What is the product manager’s responsibility?
A product manager’s job according to Marty Cagan is to discover a product that is valuable, usable and feasible. Very often the only person who has a complete view of the product (tech, business and sales) is the product manager. A product manager’s responsibility is to find solutions the market needs the most. He very often envisions the path of the product and depending on the company’s resources his responsibilities could also differ.
From the discussions, it became apparent that as an entrepreneur you very often end up constantly building and it becomes very difficult to focus on the micro details due to the backlog of features. A product is built in conjunction and not in isolation from the market. Hence, it is very easy to forget the customers who you are building this product for. In the build, measure and learn cycle, we very often forget to measure and learn. It is important to not let this happen, and the recommendation proposed was to change this role to be of a product market manager instead of a product manager as it is very easy to commit the mistake of constantly building without feedback.
Do I know if a product that was built abroad will be successful in India?
Products that are successful abroad and in India seem to have a strong cultural thread which makes it successful. For example, Facebook ties in common user behaviours of sharing and socializing. However, it’s the ecosystem that drives a products success. You need to constantly evaluate and iterate. In India, it is unlikely that a consumer product can succeed without venture funding. This is probably why we see more SaaS business models or a lot of B2B products in the Indian eco-system.
The conclusions drawn were that you need to have a network that allows a product to grow into the scale it needs to succeed. These networks maybe very well developed in markets like US, but India is catching up. It was also pointed out that there is no dearth of venture capital in India. The supply often exceeds the demand. We need to utilize these channels appropriately and grow the product efficiently. People also need to be more vocal about products they like as more often than not, it’s the early adopters who drive the product to success.
Are we bent towards making services in India?
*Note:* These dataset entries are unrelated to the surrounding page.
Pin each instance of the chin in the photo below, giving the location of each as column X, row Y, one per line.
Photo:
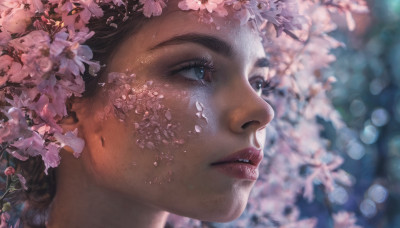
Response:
column 224, row 210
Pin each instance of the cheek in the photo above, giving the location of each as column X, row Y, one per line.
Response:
column 161, row 120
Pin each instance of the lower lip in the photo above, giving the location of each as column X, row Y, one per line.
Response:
column 238, row 170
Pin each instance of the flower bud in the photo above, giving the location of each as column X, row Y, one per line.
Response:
column 9, row 171
column 17, row 21
column 6, row 207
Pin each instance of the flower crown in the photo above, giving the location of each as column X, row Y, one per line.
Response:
column 44, row 57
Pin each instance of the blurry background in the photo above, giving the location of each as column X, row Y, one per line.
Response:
column 367, row 94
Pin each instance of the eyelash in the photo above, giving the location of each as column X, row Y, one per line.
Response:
column 206, row 65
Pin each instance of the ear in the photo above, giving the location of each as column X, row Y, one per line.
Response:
column 71, row 138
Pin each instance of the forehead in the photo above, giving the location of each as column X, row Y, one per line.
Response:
column 173, row 22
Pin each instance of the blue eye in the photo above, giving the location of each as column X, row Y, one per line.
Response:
column 197, row 70
column 194, row 73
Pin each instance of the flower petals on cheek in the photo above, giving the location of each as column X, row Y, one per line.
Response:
column 157, row 116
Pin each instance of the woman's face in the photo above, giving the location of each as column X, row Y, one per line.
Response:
column 174, row 127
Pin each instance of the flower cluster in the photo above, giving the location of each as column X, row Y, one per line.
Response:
column 44, row 57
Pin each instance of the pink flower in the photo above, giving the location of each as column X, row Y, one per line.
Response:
column 71, row 140
column 4, row 220
column 22, row 181
column 9, row 171
column 152, row 7
column 345, row 219
column 17, row 21
column 51, row 157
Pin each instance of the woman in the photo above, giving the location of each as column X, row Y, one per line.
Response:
column 178, row 63
column 174, row 122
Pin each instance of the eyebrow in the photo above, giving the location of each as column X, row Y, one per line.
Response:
column 211, row 42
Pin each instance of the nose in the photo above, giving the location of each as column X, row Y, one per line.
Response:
column 250, row 111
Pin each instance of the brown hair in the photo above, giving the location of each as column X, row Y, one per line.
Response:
column 110, row 30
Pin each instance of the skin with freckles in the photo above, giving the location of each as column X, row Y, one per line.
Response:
column 178, row 97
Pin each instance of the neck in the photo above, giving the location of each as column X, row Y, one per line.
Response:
column 80, row 203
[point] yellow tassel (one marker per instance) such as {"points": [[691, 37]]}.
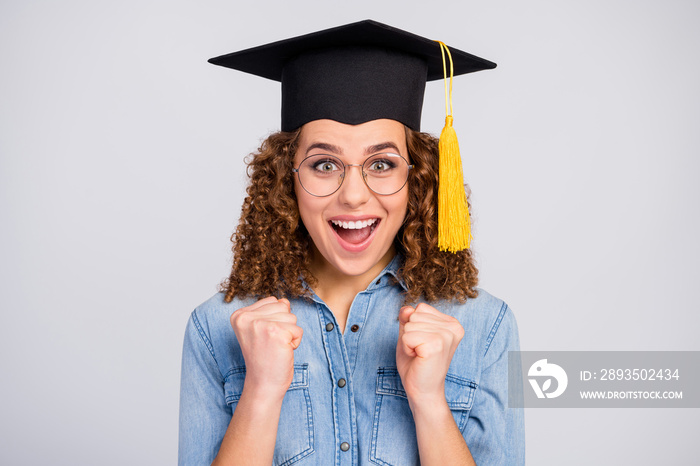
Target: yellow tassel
{"points": [[454, 225]]}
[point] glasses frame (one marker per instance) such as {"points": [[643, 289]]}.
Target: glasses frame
{"points": [[345, 166]]}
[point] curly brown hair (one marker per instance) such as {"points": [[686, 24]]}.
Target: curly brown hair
{"points": [[271, 245]]}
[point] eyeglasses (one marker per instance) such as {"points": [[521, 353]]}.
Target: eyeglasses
{"points": [[321, 175]]}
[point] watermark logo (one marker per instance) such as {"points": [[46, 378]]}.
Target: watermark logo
{"points": [[547, 371]]}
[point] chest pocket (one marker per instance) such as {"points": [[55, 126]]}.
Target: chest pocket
{"points": [[394, 432], [295, 433]]}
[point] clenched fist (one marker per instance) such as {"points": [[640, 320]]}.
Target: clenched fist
{"points": [[427, 341], [268, 335]]}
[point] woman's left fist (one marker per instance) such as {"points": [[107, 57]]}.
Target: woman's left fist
{"points": [[427, 341]]}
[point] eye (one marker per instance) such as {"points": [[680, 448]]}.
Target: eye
{"points": [[381, 165], [325, 166]]}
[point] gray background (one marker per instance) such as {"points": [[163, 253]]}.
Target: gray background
{"points": [[121, 179]]}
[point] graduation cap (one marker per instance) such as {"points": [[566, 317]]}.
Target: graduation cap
{"points": [[365, 71]]}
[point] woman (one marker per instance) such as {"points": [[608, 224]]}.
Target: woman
{"points": [[344, 334]]}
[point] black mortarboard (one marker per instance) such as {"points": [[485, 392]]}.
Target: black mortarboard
{"points": [[352, 74], [366, 71]]}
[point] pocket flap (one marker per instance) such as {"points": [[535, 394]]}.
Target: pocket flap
{"points": [[459, 392], [234, 380]]}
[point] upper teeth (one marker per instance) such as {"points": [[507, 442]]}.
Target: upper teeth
{"points": [[354, 225]]}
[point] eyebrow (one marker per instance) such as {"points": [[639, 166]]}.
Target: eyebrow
{"points": [[325, 147], [381, 147]]}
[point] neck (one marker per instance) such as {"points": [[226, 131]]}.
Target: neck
{"points": [[331, 281]]}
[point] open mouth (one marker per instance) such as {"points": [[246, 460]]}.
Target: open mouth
{"points": [[354, 232]]}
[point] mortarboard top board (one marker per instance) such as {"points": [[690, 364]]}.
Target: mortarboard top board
{"points": [[352, 74]]}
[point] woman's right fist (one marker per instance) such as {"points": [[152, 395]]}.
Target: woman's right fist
{"points": [[268, 335]]}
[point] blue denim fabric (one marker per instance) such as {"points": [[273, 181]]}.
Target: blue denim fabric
{"points": [[370, 412]]}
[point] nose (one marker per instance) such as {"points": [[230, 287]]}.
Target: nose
{"points": [[353, 191]]}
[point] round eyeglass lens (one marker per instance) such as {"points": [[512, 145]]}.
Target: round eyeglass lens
{"points": [[385, 173], [321, 175]]}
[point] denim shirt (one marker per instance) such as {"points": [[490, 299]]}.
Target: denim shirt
{"points": [[346, 404]]}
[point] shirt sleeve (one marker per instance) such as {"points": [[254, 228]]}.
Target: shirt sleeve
{"points": [[204, 414], [495, 433]]}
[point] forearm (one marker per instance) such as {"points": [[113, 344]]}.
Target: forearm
{"points": [[439, 440], [252, 432]]}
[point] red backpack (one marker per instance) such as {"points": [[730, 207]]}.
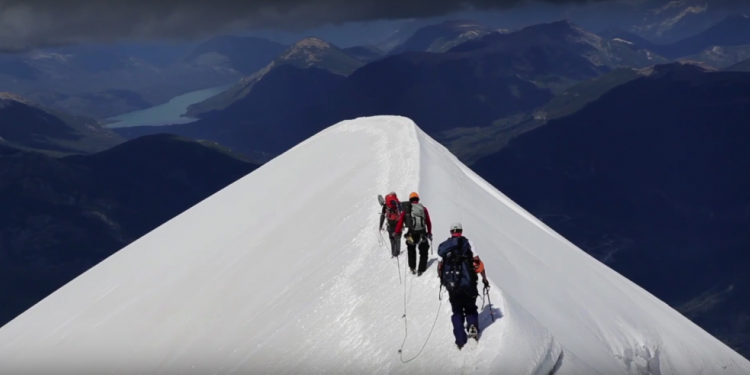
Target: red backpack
{"points": [[392, 207]]}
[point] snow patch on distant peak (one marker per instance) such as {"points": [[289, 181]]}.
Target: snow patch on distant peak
{"points": [[623, 41], [308, 49]]}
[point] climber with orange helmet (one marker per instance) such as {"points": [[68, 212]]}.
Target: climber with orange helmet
{"points": [[417, 219]]}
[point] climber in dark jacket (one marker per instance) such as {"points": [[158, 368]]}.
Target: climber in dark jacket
{"points": [[463, 300], [417, 219]]}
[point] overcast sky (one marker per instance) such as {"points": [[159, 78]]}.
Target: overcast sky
{"points": [[27, 24]]}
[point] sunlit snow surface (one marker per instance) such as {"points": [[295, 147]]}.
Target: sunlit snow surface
{"points": [[282, 273]]}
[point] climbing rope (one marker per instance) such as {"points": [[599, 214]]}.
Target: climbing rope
{"points": [[406, 323]]}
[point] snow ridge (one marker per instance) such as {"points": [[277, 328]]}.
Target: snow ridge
{"points": [[282, 272]]}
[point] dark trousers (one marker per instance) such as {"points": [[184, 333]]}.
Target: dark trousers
{"points": [[395, 239], [420, 240], [464, 310]]}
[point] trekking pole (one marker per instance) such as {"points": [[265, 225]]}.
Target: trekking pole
{"points": [[487, 293]]}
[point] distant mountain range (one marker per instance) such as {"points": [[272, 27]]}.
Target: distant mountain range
{"points": [[62, 216], [743, 66], [442, 37], [243, 55], [471, 85], [650, 177], [307, 53], [668, 21], [28, 125], [102, 81], [721, 45]]}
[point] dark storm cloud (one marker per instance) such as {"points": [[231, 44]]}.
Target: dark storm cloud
{"points": [[27, 24]]}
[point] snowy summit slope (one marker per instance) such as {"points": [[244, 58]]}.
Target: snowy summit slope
{"points": [[282, 273]]}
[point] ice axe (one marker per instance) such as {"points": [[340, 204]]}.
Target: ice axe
{"points": [[487, 293]]}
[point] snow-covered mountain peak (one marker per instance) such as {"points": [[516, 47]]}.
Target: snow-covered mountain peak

The product round table concluded by evaluating the Indian product companies psyche. The question was whether companies like Infosys and Jugaad were the reasons why Indians leaned towards a services model. Services by nature start and end with a contract. The problem definition is usually laid out by another company and there is very little room for novel products to come out in this problem space. Product companies are driven by a vision, and it is often executed by combining fields such as design, humanities and engineering. It is important that Indian’s focus more on building our strengths in design and humanities. This disconnect was attributed to the poor education system.
We have the knowledge and network to build great products in India. Although there maybe large inefficiencies in distribution, Indians have had a fair amount of success stories with regards to products. Flipkart and JustDial are great examples of this and we need to work towards improving the network for product entrepreneurs to succeed. From the Launchpad, promotion, content curation, funding, and giving back to the community, there is a lot that can be done to make the eco-system in India more robust to serve its customers.